The single-engine Cessna took off from Lake Hood around noon on Sunday before quickly running into trouble, said Clint Johnson of the National Transportation Safety Board. The pilot "lost the engine shortly after takeoff," which led to a "forced landing."
The plane crashed into a townhouse at the corner of Orion Circle and Cosmic Circle before coming to rest in the street a block away from Balto Seppala Park, busy on a sunny summer afternoon.
The neighborhood off Milky Way Drive and Wisconsin Street is directly to the north of Lake Hood — which bills itself as the world's busiest seaplane base — and is in the flight path of the many small planes that fly in and out of the lake each day.
"That's a very heavily traveled area, as far as takeoff and landing routes," said Johnson of the NTSB.
People who live there are used to hearing planes low overhead, said Lance Parcell, who lives a few houses down from the damaged townhouse. On Sunday just after noon he was on his porch when he heard "an engine sound I'd never heard before."
"Then it went quiet. And about 10 seconds later I heard a really loud crash. I ran out from the backyard to the front and saw the house across the street had a gaping hole in it."

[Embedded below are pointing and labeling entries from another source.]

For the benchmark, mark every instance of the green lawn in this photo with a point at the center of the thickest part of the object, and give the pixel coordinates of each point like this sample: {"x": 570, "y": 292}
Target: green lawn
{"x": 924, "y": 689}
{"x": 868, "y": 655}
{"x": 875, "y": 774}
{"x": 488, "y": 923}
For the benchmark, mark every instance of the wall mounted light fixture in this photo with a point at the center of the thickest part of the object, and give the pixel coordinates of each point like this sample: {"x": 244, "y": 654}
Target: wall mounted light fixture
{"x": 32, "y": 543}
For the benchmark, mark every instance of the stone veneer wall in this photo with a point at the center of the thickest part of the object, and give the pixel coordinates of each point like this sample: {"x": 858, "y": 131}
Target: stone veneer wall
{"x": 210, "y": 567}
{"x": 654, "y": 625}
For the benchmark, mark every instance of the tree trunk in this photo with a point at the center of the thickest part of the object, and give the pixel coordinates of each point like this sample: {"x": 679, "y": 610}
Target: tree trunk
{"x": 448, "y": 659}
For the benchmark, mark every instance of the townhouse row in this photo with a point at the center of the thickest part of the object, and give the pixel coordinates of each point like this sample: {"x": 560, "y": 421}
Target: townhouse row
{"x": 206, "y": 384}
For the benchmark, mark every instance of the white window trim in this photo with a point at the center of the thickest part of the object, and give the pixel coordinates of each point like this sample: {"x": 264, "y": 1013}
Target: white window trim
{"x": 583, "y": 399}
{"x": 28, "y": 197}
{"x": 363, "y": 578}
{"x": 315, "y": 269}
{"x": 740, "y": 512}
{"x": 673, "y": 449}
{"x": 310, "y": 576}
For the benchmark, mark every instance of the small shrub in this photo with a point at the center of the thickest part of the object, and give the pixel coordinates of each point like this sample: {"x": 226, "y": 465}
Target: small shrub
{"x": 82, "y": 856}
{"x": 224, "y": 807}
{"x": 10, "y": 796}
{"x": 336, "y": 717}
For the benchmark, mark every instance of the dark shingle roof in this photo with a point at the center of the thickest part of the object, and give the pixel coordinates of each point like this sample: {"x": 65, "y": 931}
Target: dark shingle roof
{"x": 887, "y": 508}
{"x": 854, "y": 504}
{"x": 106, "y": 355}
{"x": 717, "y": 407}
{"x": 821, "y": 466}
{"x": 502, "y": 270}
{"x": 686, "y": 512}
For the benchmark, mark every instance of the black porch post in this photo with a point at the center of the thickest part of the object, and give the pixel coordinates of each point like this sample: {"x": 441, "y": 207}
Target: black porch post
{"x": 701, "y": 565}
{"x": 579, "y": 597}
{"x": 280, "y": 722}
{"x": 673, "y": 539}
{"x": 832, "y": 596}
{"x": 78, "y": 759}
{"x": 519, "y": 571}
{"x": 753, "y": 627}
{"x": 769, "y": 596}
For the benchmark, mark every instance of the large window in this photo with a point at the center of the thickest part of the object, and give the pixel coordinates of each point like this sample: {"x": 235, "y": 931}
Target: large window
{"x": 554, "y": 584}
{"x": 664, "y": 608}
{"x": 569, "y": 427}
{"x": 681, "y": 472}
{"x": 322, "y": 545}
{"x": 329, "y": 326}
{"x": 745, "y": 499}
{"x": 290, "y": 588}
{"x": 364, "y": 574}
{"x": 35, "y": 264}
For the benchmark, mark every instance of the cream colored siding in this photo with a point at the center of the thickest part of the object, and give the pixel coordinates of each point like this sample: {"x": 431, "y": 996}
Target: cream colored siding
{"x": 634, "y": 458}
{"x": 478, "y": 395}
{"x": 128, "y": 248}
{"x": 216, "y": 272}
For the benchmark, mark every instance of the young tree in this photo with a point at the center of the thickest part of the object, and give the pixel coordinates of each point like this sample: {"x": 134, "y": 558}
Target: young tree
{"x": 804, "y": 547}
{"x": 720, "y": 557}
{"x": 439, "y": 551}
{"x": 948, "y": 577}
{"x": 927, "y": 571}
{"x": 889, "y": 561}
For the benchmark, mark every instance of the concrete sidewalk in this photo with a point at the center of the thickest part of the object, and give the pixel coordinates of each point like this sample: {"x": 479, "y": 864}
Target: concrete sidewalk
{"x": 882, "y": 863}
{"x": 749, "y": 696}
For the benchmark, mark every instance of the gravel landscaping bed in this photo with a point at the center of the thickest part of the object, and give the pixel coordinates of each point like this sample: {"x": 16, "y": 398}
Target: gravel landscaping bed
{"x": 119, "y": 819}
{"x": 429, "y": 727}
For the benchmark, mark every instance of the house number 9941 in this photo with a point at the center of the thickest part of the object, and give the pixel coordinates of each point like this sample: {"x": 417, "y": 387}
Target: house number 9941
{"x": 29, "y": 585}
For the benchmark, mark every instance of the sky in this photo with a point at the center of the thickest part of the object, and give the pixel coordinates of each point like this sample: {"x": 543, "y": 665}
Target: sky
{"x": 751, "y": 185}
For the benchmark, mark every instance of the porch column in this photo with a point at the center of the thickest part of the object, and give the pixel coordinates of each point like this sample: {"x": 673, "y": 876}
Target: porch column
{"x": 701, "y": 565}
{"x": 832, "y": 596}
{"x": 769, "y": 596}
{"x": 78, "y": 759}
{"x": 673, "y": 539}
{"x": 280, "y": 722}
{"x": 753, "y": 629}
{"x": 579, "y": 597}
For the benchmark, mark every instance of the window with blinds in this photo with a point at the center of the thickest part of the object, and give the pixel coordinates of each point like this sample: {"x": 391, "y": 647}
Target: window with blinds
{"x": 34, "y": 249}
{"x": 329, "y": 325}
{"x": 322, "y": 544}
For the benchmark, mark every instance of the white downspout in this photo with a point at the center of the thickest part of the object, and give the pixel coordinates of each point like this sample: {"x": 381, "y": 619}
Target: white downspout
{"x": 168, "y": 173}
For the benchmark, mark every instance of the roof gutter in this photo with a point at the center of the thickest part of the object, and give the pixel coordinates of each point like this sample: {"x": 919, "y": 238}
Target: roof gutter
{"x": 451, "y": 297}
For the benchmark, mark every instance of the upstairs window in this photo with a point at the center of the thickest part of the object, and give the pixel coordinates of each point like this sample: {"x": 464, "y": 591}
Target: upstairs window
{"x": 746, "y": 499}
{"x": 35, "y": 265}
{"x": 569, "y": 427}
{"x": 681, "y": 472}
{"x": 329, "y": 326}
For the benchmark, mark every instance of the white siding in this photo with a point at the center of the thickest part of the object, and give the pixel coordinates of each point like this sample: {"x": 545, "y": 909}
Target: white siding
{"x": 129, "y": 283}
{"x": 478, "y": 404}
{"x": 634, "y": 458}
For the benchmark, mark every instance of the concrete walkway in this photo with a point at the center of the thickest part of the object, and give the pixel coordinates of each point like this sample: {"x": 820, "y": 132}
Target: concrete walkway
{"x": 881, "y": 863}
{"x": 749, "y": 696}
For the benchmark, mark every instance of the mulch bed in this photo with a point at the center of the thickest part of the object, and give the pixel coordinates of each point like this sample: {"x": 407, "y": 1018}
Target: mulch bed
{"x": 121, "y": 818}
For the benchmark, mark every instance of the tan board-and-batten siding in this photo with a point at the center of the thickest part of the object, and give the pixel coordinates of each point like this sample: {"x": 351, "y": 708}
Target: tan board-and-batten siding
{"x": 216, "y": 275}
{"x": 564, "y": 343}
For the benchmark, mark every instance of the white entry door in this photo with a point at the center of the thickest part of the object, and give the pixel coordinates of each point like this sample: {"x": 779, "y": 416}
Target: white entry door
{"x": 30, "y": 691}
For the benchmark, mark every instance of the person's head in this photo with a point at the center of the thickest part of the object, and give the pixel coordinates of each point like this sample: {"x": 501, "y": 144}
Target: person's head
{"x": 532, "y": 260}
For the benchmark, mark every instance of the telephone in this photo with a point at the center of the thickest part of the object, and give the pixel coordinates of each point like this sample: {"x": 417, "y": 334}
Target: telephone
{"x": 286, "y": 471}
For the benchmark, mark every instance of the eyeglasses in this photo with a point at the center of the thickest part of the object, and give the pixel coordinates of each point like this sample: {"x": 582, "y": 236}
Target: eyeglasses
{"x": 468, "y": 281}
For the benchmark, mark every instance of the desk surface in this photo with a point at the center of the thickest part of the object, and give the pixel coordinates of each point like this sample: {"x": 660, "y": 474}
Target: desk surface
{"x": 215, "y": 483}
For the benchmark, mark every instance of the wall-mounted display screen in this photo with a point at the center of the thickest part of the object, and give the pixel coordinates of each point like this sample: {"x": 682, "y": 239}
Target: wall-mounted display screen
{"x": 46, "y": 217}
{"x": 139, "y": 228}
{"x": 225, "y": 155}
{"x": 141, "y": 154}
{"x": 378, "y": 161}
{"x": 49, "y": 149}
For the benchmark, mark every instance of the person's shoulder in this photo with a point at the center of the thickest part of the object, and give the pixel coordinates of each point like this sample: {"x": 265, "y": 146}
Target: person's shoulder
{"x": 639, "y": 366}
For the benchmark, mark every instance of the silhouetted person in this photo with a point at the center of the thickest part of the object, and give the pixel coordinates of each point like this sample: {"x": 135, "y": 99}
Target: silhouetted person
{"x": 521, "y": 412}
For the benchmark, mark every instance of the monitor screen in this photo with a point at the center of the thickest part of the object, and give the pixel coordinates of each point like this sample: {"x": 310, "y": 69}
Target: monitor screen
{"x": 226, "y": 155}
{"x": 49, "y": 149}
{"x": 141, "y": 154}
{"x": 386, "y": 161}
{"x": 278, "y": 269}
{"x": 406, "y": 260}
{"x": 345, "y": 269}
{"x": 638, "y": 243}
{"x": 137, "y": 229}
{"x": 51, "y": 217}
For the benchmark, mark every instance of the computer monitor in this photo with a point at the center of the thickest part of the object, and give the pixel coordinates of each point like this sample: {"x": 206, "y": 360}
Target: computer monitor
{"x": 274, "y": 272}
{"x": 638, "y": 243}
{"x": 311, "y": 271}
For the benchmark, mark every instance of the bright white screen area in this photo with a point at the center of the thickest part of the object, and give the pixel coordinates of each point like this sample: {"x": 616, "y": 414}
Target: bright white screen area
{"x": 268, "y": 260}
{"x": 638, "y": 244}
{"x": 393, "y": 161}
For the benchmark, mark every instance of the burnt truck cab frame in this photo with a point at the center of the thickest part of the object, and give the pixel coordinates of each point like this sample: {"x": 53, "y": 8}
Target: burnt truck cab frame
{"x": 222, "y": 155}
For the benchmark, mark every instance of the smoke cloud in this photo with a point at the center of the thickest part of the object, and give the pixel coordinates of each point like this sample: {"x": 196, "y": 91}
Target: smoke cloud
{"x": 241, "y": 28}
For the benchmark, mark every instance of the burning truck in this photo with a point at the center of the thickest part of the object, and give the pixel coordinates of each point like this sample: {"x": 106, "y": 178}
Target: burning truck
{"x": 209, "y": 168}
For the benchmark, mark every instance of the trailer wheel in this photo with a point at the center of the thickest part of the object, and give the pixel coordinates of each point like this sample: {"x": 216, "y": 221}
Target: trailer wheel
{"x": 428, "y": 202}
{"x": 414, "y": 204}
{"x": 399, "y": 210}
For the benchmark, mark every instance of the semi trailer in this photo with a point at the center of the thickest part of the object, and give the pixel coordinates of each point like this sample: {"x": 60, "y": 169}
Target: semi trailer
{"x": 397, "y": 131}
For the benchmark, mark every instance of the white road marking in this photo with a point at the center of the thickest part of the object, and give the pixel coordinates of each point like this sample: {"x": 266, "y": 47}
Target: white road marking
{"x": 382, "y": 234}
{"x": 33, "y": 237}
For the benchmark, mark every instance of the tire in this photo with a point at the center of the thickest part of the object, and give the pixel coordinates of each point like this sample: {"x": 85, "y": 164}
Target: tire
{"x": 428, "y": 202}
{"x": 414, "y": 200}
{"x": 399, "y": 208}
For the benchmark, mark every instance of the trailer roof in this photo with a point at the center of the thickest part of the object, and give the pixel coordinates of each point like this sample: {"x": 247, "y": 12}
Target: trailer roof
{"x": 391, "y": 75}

He was dialing 911 as he ran, he said. No pilot was in the plane.
Others in the area heard a similar pattern: a strange engine noise followed by a brief, eerie silence and a crash.
Michael O'Shea, who lives in the neighborhood near Lake Hood Elementary School, said he heard "high pitch, high RPMs" from the plane. "And he wasn't climbing. Then all of a sudden it was dead quiet."
At 12:20, the first 911 calls came in from people who had witnessed the crash, said Wescott of the Anchorage Fire Department. Firefighters took precautions in case the wreckage of the plane caught on fire, and inspected the damaged house.
"A good portion of the wall is missing on two floors, and there's debris out in the road," he said.
By about 12:45 p.m., dozens of people had gathered on the blocked-off street, some taking video on their phones.
David Breksy arrived to survey the damage to his in-laws' townhouse Sunday afternoon. He'd gotten a call from a neighbor "saying I'd better get over here, a plane hit my (in-laws) house."
With pink insulation hanging out of the torn-away walls of the house, Bresky was preparing for a big job ahead.
"Right now we're trying to clean it all up and get it boarded up," he said with a sigh.
"Fortunately, nobody was home and nobody got hurt."
The airplane is registered to Anchorage resident Jon Sutherlin, according to Federal Aviation Administration records. Sutherlin declined to comment when reached by phone Sunday.
The National Transportation Safety Board will investigate the crash.